At his school, the Shr Jung in New York City, Professor Cheng Man-Ch’ing used to say that we Americans did not know how to relax. We were either tense, or collapsed. True relaxation is a state in between being tense and being collapsed, where you are in a state of aliveness, but it is not tense.
When you have achieved relaxation, you can feel the air as you do your form, and in Push Hands can stick to someone and not collapse onto him or pull away from him. You can root, but also soften and listen to the pushing energy that is being exerted on you.

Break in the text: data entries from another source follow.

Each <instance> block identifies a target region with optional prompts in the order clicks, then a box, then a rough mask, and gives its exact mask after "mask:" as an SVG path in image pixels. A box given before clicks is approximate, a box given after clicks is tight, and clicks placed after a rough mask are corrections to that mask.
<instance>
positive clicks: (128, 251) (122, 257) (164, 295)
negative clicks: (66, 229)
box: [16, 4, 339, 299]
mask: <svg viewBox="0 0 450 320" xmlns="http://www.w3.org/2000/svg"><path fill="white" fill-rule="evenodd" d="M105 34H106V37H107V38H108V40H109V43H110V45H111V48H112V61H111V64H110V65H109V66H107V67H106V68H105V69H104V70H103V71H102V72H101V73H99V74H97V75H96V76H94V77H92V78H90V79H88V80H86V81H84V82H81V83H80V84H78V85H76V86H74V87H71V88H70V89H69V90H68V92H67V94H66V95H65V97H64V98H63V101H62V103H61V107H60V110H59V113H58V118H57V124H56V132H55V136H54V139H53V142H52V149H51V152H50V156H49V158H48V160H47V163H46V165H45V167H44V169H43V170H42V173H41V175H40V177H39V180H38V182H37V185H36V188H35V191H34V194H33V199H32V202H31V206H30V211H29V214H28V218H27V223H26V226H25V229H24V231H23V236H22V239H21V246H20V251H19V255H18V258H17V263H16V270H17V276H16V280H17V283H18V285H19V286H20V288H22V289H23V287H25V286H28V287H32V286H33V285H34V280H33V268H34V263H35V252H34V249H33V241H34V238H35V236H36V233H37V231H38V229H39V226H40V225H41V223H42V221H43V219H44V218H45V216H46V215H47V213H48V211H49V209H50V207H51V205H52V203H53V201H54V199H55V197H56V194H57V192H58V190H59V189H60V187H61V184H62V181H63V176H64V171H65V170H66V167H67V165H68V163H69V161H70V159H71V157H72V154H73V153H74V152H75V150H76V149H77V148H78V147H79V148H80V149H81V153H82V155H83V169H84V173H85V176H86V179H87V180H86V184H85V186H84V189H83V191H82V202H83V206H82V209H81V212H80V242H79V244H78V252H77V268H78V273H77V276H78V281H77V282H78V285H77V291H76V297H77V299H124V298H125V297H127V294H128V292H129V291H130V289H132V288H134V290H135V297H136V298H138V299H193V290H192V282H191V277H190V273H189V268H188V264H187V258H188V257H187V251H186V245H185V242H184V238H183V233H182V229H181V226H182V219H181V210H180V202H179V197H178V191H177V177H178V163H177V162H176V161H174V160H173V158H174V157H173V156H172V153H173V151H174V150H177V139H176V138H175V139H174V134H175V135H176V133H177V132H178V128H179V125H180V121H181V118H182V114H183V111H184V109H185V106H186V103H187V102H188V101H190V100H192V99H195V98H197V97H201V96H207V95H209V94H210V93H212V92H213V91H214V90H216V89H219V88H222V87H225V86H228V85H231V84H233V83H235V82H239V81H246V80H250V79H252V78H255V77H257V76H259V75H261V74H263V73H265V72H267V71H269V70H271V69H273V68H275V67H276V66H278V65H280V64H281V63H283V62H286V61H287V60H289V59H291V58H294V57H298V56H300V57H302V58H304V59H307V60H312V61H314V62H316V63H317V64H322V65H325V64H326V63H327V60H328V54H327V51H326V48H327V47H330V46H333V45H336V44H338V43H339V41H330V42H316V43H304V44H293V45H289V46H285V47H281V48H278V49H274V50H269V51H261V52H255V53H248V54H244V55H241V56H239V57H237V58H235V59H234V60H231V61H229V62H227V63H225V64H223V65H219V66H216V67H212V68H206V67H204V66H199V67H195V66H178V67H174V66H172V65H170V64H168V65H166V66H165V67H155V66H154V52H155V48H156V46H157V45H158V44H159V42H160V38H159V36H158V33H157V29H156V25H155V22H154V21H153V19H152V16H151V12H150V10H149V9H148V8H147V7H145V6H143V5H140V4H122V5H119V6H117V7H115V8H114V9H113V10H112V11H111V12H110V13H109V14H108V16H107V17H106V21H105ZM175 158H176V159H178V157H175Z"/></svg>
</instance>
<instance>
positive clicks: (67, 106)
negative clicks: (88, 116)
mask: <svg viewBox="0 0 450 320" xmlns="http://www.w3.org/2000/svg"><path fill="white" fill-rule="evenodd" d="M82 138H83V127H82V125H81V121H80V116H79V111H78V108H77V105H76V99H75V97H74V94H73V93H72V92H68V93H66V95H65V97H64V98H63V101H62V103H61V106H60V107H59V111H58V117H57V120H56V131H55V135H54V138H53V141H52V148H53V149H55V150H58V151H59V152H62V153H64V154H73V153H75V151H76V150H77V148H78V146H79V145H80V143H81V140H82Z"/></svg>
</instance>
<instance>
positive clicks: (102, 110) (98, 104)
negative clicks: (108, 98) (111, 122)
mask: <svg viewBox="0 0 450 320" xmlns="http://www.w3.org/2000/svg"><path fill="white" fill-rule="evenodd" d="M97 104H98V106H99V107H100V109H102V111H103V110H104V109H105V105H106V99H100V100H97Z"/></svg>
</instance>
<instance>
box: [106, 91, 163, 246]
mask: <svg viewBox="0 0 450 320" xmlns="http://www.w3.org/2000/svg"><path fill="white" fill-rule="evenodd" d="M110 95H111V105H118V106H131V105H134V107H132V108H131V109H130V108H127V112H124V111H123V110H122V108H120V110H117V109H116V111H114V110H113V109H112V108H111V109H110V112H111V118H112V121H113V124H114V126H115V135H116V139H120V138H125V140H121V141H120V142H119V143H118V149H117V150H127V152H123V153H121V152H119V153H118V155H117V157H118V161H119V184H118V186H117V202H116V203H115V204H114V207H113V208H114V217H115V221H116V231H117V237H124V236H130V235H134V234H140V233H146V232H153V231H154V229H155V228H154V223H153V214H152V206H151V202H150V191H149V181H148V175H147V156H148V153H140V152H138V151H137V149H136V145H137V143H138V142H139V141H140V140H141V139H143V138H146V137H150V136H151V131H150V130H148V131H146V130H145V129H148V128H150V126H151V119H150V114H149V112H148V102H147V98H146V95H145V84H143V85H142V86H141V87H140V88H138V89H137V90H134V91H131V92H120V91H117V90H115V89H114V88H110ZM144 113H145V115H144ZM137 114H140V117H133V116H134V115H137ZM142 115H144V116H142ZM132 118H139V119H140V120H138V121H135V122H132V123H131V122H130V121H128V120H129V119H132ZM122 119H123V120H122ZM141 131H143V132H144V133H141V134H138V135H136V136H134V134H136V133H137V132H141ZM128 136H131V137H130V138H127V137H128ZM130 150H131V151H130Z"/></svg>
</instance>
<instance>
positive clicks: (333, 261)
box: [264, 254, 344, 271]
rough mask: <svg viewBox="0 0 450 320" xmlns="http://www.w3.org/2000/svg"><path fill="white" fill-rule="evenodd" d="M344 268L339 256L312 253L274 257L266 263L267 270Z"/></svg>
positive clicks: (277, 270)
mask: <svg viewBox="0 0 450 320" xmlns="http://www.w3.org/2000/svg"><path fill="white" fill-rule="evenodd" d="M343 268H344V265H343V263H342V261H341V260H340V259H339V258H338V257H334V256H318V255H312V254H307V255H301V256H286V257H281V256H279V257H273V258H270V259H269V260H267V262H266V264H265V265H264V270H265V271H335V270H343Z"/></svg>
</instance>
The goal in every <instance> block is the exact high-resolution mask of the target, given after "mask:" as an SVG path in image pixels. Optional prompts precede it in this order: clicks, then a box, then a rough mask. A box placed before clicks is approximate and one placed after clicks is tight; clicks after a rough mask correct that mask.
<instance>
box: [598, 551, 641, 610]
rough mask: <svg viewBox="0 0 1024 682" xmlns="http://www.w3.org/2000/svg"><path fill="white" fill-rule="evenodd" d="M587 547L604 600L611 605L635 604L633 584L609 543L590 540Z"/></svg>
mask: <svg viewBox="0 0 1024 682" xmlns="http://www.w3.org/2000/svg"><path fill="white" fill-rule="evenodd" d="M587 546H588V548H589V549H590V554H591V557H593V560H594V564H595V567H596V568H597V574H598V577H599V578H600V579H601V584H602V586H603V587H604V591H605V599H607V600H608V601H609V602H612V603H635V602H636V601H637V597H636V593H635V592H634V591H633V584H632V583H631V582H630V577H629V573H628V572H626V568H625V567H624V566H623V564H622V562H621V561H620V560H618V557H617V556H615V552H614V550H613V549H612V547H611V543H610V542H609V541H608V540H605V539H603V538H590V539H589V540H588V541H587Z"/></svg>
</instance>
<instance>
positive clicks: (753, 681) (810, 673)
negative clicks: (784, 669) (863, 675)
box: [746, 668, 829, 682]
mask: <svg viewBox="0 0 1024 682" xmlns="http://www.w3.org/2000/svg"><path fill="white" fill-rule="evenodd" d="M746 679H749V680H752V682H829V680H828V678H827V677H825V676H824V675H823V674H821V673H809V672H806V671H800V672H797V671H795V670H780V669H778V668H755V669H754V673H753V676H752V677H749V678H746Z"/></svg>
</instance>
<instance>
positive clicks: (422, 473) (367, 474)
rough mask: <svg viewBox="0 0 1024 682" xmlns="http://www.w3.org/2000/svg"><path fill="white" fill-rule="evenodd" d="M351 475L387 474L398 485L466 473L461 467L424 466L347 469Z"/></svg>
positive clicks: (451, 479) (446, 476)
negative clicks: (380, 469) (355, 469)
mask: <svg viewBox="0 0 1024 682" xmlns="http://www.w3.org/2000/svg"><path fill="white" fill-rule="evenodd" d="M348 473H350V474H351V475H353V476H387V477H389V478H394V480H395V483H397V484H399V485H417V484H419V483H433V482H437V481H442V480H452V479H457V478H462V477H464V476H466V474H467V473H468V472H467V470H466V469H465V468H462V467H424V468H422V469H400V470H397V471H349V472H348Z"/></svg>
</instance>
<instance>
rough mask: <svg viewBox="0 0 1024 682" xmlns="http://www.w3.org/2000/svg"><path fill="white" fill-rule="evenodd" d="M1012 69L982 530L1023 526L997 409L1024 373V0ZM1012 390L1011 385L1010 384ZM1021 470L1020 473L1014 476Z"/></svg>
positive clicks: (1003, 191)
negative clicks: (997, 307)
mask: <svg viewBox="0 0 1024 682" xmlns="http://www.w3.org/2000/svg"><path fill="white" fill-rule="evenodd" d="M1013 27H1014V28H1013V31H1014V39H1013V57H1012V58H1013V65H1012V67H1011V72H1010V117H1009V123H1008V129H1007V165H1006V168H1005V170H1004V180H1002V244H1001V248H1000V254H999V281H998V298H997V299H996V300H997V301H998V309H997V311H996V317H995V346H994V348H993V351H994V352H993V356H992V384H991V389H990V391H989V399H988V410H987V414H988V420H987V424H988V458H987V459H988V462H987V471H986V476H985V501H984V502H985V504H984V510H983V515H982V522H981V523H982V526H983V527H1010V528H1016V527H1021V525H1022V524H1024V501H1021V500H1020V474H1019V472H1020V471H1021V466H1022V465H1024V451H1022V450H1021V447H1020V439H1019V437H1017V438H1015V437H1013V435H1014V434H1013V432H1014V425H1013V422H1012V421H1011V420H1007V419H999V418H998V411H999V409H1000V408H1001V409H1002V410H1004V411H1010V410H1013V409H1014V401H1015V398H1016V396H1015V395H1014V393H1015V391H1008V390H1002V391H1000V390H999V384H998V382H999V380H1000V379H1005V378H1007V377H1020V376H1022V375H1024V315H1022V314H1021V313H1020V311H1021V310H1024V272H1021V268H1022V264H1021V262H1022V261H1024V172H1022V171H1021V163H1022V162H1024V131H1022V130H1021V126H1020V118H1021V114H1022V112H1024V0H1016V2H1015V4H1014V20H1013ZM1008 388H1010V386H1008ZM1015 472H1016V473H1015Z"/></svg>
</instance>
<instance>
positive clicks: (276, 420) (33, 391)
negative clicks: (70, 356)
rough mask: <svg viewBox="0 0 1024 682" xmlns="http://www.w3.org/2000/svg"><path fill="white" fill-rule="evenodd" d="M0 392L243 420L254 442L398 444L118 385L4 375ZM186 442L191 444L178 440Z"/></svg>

You do not have to surrender to relax. You just need to surrender your muscle tension. As you begin this process, you may feel more tense than you felt before. That happens because you are focusing on relaxing and therefore becoming more aware of your tension. Relax, and you will eventually feel you are making progress, especially when you touch hands with someone who is not as far along as you.
Have faith in yourself, though you may feel you are losing ground in this, as you progress. Remember that someone who is not aware of his tension may be full of tension, just not aware of it. As you become aware of it and release it, you are becoming relaxed.
You will know you are succeeding when you can feel the air, and move very slowly and smoothly through it. Also, when you play Push Hands or touch another person, you will be able to feel them, and know where their tension is, as well as their weight distribution.
When you can do that, you have not only relaxed, but taken an important step to improving your Tai Chi form, Push Hands and self-defense.